The soldiers next to him were nervous - any why shouldn't they be? They'd never had to face a situation like this before. Some were still hauling baulks of timber to reinforce the fort's main gate. The walls were short enough that Arpad could have reached down to help.
Arpad was determined to help. They were good people. The night before the officers had arranged a hearty meal to improve morale, but the cold morning air seemed to have leached all the bravado out of them. Arpad was made of sterner stuff. He'd been in dire situations before. He'd walked away from all of them, but sometimes in defeat. There'd be no holding back if he wanted to save the previous night's drinking companions.
The thief, Zsuzsa, was watching the same horizon from a different section of wall. Arpad had met her once before, and she'd disappeared with a small fortune of his. Arpad didn't bear a grudge. A good sword and a sturdy shield were more important to him than gold or jewels. He knew she could handle herself at least as well as he could. She'd claimed to be just passing through, but passing through to where? She must have realised, as he had, that the invasion was coming and come here to help hold it back.
Every spring the thaw came. Every year an army would descend from goblin lands as soon as the mountain pass was clear. Every invasion was met by an army here at Fort Briggs. The stronghold provided a safe place to take the wounded and a vantage point for archers while the main battle happened on open ground. There was no army this year. When the the thaw finally came after the Year of No Summer the rivers had burst their banks, washed away bridges and turned roads in quagmires. The human armies, already depleted following the poor harvest, could not make it to the Fort in time. The goblin horde, however, was likely to be the largest ever seen after being pent up behind the mountains for over a year. If the Fort couldn't hold the pass, the farmlands were undefended.
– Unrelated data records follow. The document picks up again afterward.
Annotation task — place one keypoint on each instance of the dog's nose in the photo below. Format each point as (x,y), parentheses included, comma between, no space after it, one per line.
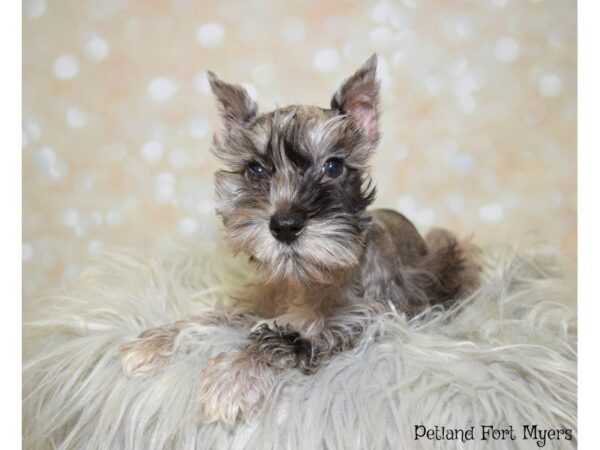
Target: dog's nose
(286,227)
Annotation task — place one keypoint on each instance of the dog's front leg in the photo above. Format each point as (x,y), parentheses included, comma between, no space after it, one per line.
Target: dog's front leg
(235,385)
(153,348)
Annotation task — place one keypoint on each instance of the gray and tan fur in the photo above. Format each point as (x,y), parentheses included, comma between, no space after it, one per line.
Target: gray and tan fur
(293,196)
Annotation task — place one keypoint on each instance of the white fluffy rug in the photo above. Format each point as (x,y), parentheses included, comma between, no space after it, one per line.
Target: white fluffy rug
(505,356)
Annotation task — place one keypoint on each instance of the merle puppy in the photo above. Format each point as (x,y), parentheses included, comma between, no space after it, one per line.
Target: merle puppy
(294,197)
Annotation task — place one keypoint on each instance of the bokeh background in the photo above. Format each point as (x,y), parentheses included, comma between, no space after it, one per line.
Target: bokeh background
(479,122)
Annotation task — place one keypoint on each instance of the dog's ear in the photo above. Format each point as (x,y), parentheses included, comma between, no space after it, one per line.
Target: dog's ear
(235,105)
(358,97)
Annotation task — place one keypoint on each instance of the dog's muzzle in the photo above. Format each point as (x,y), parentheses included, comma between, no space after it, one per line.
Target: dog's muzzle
(286,227)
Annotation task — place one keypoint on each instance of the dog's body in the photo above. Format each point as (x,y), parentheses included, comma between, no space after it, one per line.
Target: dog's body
(294,198)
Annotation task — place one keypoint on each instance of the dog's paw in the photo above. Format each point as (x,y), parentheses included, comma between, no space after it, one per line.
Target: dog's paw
(233,386)
(149,351)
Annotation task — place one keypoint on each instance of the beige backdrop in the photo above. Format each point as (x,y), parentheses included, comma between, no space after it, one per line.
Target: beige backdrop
(479,116)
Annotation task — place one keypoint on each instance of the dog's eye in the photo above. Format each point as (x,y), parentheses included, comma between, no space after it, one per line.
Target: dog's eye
(333,167)
(256,170)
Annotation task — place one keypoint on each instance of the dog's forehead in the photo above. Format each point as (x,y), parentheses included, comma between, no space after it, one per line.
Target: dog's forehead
(302,132)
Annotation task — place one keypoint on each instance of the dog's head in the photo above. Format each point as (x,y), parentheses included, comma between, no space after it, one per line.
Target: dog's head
(296,186)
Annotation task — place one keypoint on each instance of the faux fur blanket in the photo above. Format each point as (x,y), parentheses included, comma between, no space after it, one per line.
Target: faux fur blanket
(506,356)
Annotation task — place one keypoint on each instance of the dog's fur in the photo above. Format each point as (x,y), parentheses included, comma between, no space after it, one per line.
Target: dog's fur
(339,267)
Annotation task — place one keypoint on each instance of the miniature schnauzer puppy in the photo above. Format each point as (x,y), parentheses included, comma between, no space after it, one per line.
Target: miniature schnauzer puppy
(293,196)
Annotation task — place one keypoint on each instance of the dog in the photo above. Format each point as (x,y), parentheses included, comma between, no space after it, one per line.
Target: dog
(293,196)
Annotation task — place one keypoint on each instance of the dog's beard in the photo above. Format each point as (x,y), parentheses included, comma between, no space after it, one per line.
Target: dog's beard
(325,247)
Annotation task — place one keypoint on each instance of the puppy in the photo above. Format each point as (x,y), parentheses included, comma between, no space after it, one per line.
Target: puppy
(293,196)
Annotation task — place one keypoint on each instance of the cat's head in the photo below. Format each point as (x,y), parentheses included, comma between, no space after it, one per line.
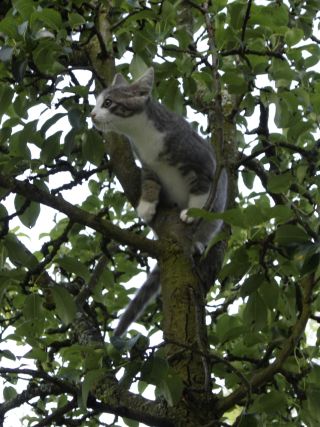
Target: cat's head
(121,101)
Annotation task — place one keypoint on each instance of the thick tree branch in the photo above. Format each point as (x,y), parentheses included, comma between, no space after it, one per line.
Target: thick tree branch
(263,376)
(75,214)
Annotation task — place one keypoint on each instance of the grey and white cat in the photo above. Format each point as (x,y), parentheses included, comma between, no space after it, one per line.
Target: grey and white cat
(176,164)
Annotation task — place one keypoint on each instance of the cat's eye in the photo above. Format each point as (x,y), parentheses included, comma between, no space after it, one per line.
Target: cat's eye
(107,102)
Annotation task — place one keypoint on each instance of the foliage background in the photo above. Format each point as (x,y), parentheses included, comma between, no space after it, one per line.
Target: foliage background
(232,61)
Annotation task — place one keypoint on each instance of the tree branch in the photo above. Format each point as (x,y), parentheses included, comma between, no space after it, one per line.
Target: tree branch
(75,214)
(265,375)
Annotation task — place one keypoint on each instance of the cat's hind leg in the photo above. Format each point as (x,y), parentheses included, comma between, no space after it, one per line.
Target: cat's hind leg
(195,201)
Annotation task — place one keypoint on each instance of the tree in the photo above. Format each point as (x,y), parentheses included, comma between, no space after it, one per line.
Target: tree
(233,348)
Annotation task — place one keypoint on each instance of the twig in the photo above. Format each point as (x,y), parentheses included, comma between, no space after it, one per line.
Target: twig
(245,21)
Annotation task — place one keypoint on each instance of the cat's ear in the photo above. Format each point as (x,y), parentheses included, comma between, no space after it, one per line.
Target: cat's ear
(119,80)
(145,82)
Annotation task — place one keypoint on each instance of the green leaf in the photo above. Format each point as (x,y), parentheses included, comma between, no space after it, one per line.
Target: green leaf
(72,265)
(255,312)
(269,403)
(293,36)
(90,380)
(251,284)
(65,305)
(24,7)
(76,118)
(9,393)
(32,309)
(228,328)
(288,235)
(75,20)
(171,388)
(7,354)
(19,67)
(51,148)
(51,18)
(18,253)
(8,25)
(279,183)
(6,95)
(31,213)
(137,66)
(51,121)
(93,148)
(6,53)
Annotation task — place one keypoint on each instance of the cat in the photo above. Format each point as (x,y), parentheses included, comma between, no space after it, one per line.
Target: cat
(177,164)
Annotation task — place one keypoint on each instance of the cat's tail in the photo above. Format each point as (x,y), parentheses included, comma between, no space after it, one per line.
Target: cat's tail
(217,202)
(149,290)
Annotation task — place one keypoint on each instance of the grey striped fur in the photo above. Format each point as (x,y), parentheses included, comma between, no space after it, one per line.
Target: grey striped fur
(177,164)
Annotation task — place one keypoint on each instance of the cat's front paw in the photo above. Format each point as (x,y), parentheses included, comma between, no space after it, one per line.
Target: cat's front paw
(146,210)
(185,218)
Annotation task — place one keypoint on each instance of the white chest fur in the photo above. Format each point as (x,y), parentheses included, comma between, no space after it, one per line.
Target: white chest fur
(149,143)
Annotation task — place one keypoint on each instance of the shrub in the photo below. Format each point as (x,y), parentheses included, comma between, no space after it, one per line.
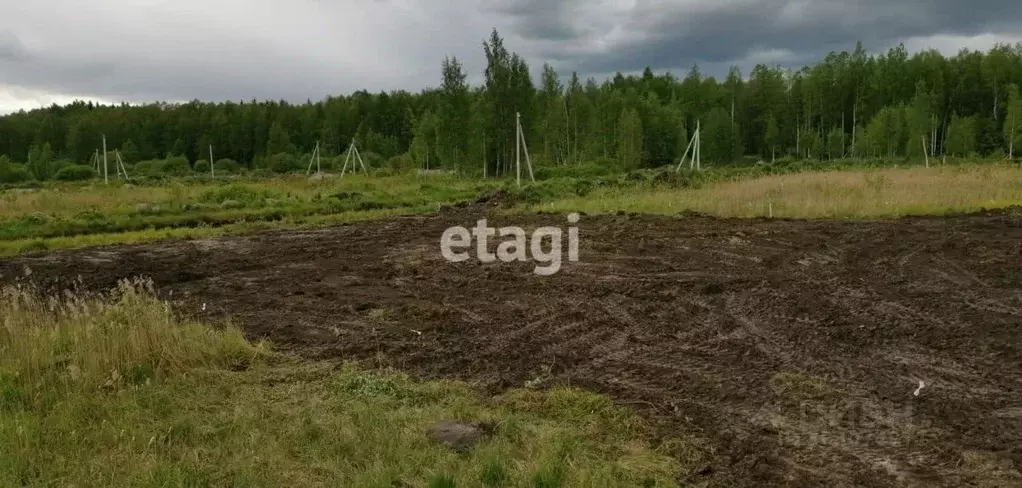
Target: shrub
(147,168)
(202,167)
(372,161)
(12,172)
(76,173)
(400,163)
(283,163)
(177,166)
(244,194)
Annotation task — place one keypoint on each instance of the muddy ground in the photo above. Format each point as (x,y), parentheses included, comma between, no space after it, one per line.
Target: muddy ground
(789,352)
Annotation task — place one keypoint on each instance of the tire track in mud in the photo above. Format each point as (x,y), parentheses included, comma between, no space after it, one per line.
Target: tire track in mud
(787,350)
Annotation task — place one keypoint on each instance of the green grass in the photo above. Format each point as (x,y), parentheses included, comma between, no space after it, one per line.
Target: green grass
(64,211)
(75,216)
(117,391)
(860,193)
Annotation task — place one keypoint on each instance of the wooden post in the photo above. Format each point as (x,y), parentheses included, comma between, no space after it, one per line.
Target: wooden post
(925,153)
(528,159)
(106,177)
(124,169)
(686,153)
(517,147)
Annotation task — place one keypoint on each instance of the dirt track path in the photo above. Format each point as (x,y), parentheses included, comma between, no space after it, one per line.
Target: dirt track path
(789,350)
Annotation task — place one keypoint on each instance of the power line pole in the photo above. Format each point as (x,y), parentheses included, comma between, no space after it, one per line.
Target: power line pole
(106,178)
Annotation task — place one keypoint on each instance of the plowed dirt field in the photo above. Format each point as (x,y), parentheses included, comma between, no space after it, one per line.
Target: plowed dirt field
(790,353)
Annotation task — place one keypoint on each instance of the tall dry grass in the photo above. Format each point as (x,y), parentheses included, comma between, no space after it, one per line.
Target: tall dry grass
(114,390)
(51,346)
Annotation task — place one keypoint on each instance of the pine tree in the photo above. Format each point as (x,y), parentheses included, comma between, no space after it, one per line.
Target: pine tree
(278,140)
(1013,121)
(630,139)
(962,136)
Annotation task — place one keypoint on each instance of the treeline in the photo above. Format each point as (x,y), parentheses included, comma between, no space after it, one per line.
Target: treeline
(851,104)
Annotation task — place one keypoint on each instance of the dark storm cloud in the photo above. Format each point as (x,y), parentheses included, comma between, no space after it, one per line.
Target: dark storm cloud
(239,49)
(677,34)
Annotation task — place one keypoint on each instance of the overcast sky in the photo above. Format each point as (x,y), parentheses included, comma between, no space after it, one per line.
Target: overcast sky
(145,50)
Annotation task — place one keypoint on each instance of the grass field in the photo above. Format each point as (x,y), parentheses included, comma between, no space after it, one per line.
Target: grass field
(118,391)
(76,216)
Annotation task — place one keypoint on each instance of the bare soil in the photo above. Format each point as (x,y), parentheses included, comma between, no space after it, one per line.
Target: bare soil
(790,353)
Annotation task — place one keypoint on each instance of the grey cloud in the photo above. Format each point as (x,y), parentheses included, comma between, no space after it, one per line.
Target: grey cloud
(242,49)
(681,33)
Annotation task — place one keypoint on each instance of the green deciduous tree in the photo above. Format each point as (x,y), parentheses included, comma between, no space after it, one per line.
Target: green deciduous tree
(630,139)
(962,136)
(1013,121)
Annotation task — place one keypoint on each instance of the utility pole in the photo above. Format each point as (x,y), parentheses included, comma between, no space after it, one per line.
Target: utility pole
(517,147)
(106,178)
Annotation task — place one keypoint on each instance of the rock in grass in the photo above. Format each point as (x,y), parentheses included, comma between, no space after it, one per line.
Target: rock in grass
(458,435)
Down in the ward, the young ex-cleric, Sandor, was putting the final touches to his improvised field hospital. Arpad found him young and nervous, but anyone who got thrown out of holy orders for answering back was all right in his book.
Along the valley, Arpad spotted the other veteran, Wiola, waving frantically. She was an archer, and a bloody good one from what he'd seen. He didn't understand her journey or vision quest or whatever she called it, but the steel he'd seen in her eyes when he'd explained the situation here had told him she could be relied on. From her position next to the rock traps the soldiers had prepared, she had seen the advancing army.
Arpad watched the rabble appear around a rocky outcropping. Hundreds, no, thousands of goblins screeching their anger. Good news, then. Plenty for everyone.